For the "family life" unit in 5th grade we were separated by gender, the boys shuttered away in one room to learn man stuff while the girls were herded into another to listen to old Ms. Mayernik read from a scripted text about the "exciting joys of becoming a woman."  I kept losing focus, distracted by the terrible art in the musty 1970s pamphlets,the obscene crinkly sound of feminine hygiene product wrappers.  But I heard one word crop up again and again and it left me thoroughly confused:  vagina.  

As Ms. Mayernik droned on and on about one's vagina I got increasingly worried.  All the other girls had these knowing looks on their faces so I had no clue how I could have missed getting one.  Were they passed out that one morning I had come to school late?  Or even worse, what if I HAD been given a vagina and I had lost it.  It must have been in my homework folder that I had left at home on the kitchen counter. 

This was the worst.  Not only did I not know what this vagina was but I had already lost it.  How could I find what I had lost without knowing what I had lost?  I started worrying about how much a new one would cost.  Would it have to come out of my allowance?  Were vaginas expensive?

Finally, I couldn't take the stress anymore.  I turned to my friend Caitlin and whispered "what is a vagina?"  She blushed crimson and giggled, pointing to her lap.

oh. my. god.

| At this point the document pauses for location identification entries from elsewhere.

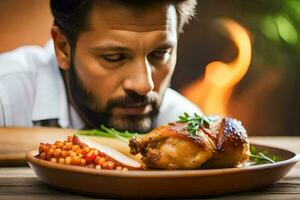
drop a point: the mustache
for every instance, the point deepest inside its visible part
(133, 98)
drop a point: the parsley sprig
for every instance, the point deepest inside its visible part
(262, 157)
(194, 122)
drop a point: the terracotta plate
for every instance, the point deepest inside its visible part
(150, 184)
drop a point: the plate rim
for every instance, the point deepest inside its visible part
(161, 173)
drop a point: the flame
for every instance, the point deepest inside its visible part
(212, 93)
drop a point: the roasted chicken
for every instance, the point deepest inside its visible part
(223, 144)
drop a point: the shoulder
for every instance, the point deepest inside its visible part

Crotch.  My crotch was a vagina.  No way.

I was mortified at my ignorance.
I was angry no one had told me I'd had one all along. 
It was the only thing sex-less, education-less Catholic school sex ed taught me.        But a very useful thing to know.  

Monday, May 7, 2012

Rise of the Thunderballs

I love watching the young neighborhood kids strut down the street in their crisp new sports team uniforms.  No grass stained knees yet, no smears of dirt or fraying seams; the first week of team uniform ownership is 0% effort and 100% pride.  The rest of the season is for sweating, for smelling, for getting that overpriced polyester outfit so caked in dirt you're indistinguishable from the opponent.  But that first week, it's an unspoiled stretch of infinite possibility: a perfect season, hitting nothing but home runs, a Slurpee after every game. 

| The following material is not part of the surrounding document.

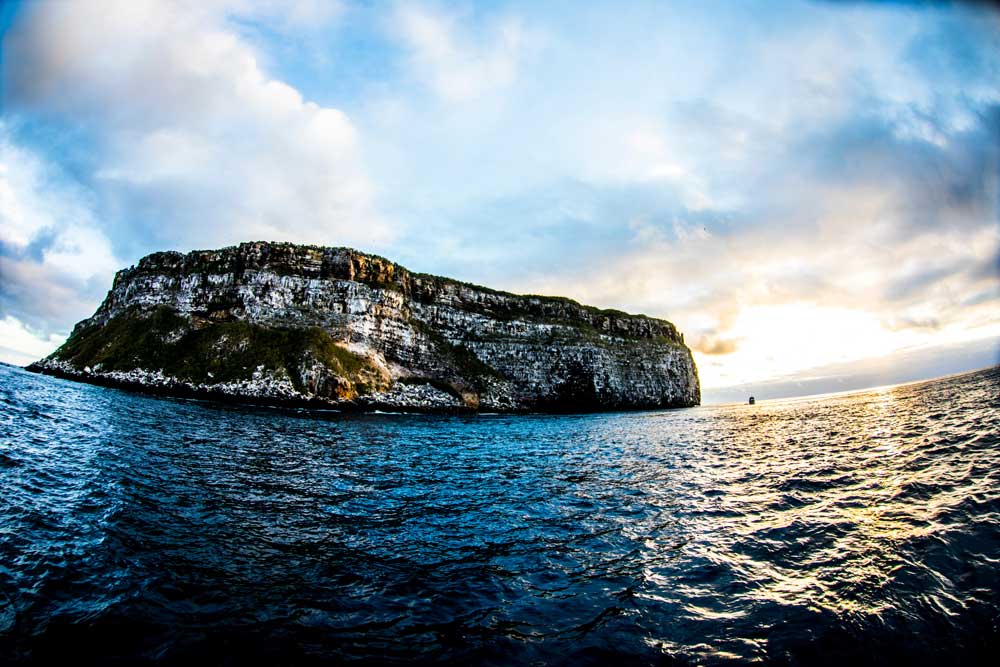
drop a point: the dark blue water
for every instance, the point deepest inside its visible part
(862, 528)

I know all of this because I never participated in team sports as a kid.  And NOT having something is the pathway to observing it the most keenly.

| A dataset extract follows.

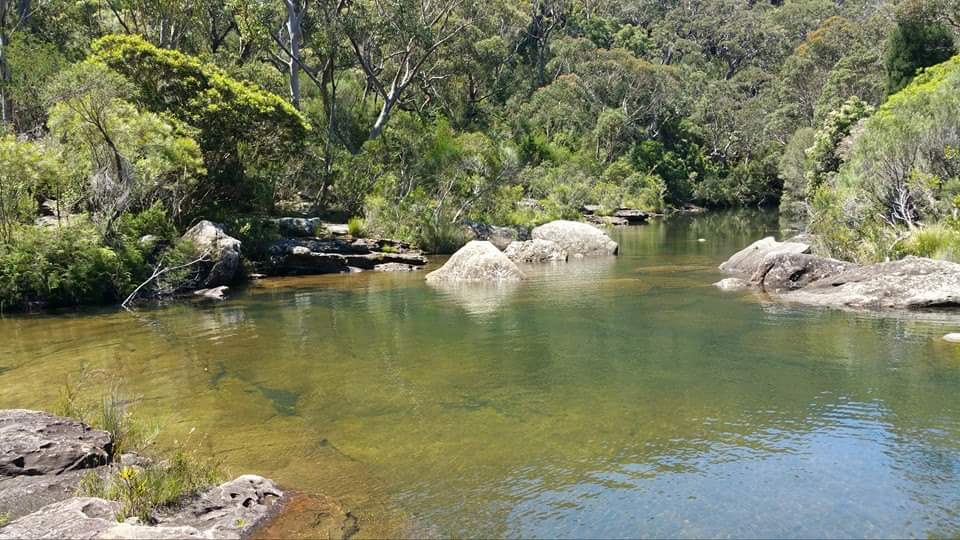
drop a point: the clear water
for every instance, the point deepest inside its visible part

This omission was born not out of lack of opportunity or shoddy parenting but my borderline pathological fear of organized sports as a child.  I hated gym class, excelling only at dodgeball, the sole sport devoted to avoidance (which was my entire sports strategy).

Eventually though convention dictated that I had to choose a sport.  So I joined a bowling team.   Once a week I would go with my older sister to the Bowl-o-Rama where we lobbed our hot pink 6 pounders down the shiny wooden lanes.  Surprisingly, it wasn't all that bad.  I could pretty much forget I was on a team at all, there was such a low degree of teamwork, technique, or athleticism.  And the bowling alley was an exciting place full of danger and sin.  Cigarette smoke!  Greasy pizza!  Fat men with tattoos drinking foamy yellow water!

Soon it came the time for coming up with a team name, and as intellectual competition has always been more up my alley, I set out to pen the greatest name possible, something that could summarize bowling's great legacy and athleticism.  As I had zero actual interest in bowling itself, I came up with something completely trite and forgettable.  My sister though, ever a more devoted fan of the lanes, had a brilliant idea.  It sparkled like a star, snapped off the tongue like the crash of a strike.


Our little democracy of elementary school junior bowlers put all the names to a vote and of course her submission won unanimously.  I was so proud of my big sister, so proud to actually be part of a team.  We were the Thunderballs, title of champions, an elite crew who knew our stuff.

Well, why then when we went to our first bowling meet did everyone else in the alley laugh when they announced us over the loud speakers? "Frrrrrom Bremerton Washington, in lane 4, theeee THUNDERBALLLLLLS!"

And whatever did happen to those team uniforms we had been promised?